Not that you’ve ever actually wondered, but…have you ever wondered what happens during those days and sometimes weeks between my posts here? Is everything just completely quiet or are there things happening that I’m not posting about?
Its a bit of a combination, I suppose. There are days when nothing whatsoever unusal occurs. And then there are days where a billion little things happen, but nothing big enough to warrant a blog–like the faces that pop out at me when I close my eyes at night–they just want to be acknowledged, thats all. I basically “Open my doors for business”, and let them come. They show themselves, I smile and nod and they go on their way, usually not to be seen again.

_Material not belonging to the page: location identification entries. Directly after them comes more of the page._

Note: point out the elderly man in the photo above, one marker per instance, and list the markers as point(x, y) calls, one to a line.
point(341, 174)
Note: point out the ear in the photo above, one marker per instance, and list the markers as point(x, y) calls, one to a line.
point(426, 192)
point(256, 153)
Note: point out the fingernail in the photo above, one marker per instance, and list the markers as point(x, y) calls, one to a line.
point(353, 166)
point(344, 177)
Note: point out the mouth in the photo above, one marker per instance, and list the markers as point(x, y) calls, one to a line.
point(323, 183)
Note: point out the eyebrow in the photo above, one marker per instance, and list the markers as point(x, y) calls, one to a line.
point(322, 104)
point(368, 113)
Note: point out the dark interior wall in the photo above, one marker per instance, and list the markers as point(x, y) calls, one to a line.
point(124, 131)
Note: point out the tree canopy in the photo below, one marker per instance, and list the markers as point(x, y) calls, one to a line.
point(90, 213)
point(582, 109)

And then there are days when the same old usuals come into play. What I mean by this is that I have ‘regulars’ who I feel and sense on a regular basis. Such as the poor soul who died of smoke inhalation somewhere on the 5 FWY North going down the Grapevine–I have trouble breathing there every single time I drive it now, and my poor doggie, who is not a typical snuggly pup, will always move from her usual co-pilot’s seat in the front passenger side to curl up close beside my right thigh until we are well past that area. I dont think she’s a very contented spirit. She’s confused and doesn’t know why she’s there. This is when I wish I had a clearer vision or way to communicate. I cant help in these circumstances and I feel awful about it.
Or there is the Soul on Lomita right round the corner from my home. I pass that house every night on my way home from the barn and maybe 75% of the time feel it watching me drive past. That one knows I’m there, but I cant get a clue what its story is or even what gender. Its just there , in those bright windows.

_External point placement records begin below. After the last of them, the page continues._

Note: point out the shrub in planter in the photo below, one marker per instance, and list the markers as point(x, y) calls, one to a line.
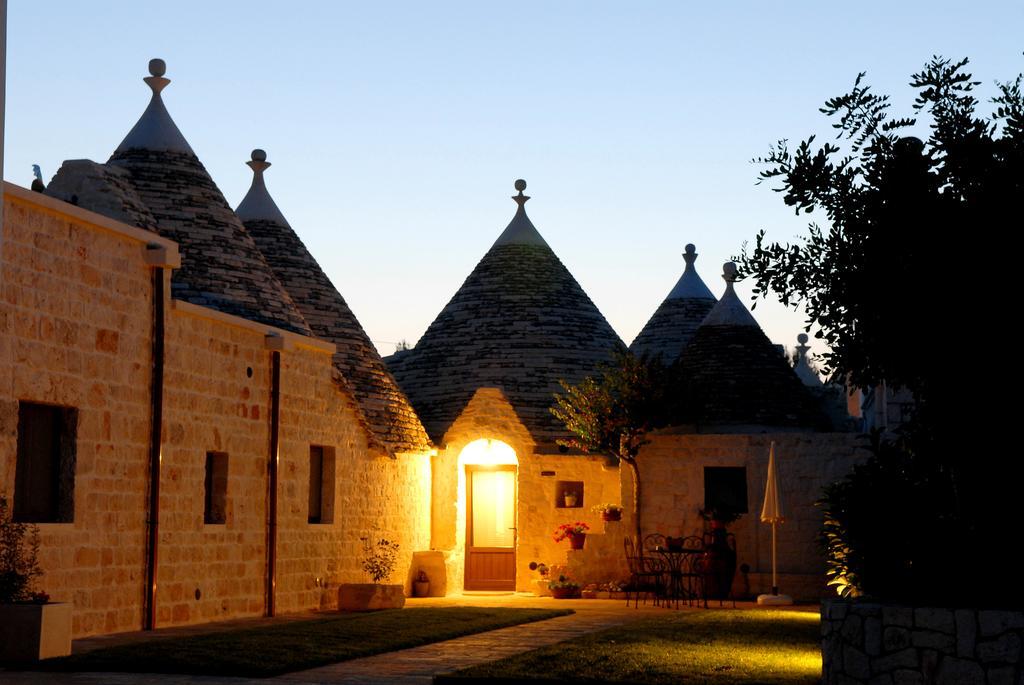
point(379, 561)
point(18, 558)
point(31, 627)
point(563, 588)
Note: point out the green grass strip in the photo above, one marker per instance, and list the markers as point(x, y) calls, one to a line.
point(716, 647)
point(271, 650)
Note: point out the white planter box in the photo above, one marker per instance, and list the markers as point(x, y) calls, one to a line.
point(32, 632)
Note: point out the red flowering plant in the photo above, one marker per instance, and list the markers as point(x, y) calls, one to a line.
point(566, 530)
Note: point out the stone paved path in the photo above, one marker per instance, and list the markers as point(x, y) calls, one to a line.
point(409, 666)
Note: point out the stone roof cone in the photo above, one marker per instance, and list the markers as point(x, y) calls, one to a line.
point(734, 376)
point(519, 323)
point(675, 322)
point(155, 180)
point(386, 412)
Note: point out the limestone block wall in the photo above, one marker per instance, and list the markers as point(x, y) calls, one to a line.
point(868, 642)
point(216, 398)
point(542, 511)
point(75, 331)
point(672, 476)
point(488, 415)
point(375, 495)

And have I ever mentioend the Soul that is stuck in the parking lot at the Masonic Lodge? When I walk across that lot to the donut shop on the other side, my feet feel weighted with concrete. I always wonder exactly what happened to it. I mean, what would make your feet feel weighed down like that other than someone actually weighing you down in concrete? or maybe chaining rocks round your ankles? Eeek…But for all that, it is not a terribly upset Soul, mostly resigned and curious about me. Even helpful, truthfully, as it led me to what became my daughter’s first ballet class.

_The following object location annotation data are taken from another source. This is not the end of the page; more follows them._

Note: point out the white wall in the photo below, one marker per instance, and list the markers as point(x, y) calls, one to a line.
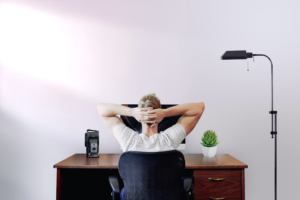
point(59, 59)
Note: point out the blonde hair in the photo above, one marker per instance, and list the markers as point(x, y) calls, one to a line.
point(149, 100)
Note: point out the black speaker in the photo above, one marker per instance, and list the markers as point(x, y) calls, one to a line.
point(92, 143)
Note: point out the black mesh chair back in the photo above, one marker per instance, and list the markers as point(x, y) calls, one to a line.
point(152, 175)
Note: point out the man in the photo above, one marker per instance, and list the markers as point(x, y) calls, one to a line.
point(149, 113)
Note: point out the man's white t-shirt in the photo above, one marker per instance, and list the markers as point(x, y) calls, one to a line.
point(131, 140)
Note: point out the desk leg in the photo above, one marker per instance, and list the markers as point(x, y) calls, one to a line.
point(243, 184)
point(58, 185)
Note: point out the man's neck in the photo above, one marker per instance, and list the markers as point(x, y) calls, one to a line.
point(148, 131)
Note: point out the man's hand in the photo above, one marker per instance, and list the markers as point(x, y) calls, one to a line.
point(142, 115)
point(157, 115)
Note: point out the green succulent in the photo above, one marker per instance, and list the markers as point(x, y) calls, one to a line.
point(209, 139)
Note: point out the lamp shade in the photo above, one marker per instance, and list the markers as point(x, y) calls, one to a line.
point(236, 55)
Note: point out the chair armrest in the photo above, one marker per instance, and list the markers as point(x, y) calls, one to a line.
point(187, 183)
point(114, 183)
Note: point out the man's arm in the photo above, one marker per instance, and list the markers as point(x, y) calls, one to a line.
point(191, 114)
point(108, 114)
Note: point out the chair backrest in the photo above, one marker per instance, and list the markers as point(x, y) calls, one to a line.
point(152, 175)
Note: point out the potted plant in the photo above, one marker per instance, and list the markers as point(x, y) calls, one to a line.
point(209, 143)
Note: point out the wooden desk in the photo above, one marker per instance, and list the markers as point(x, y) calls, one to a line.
point(79, 177)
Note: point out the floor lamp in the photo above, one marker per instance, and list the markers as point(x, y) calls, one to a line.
point(234, 55)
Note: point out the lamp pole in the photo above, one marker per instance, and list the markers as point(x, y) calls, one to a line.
point(233, 55)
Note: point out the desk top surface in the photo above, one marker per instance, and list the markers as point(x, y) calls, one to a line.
point(110, 161)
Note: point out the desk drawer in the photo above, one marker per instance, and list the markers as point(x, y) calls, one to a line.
point(230, 187)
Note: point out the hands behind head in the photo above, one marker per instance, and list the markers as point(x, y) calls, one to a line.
point(148, 115)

These and others are the events that populate my days in between my In Between posts. They are like the mailman in your neighborhood, or the old lady you see walk her dog every morning at 8 a.m., or the neighbor who, like clockwork, you watch picking up his paper from the sprinkler puddle each day, shaking it out diligently before giving up with a resigned sigh and heading back in to dry it as best he can and settle in with a cup of coffee. They are as real and comforting to me as those little ritualistic events are to you. And as unremarkable.
But without them, I would feel as though a part of me were lost and that the world had been turned on its head.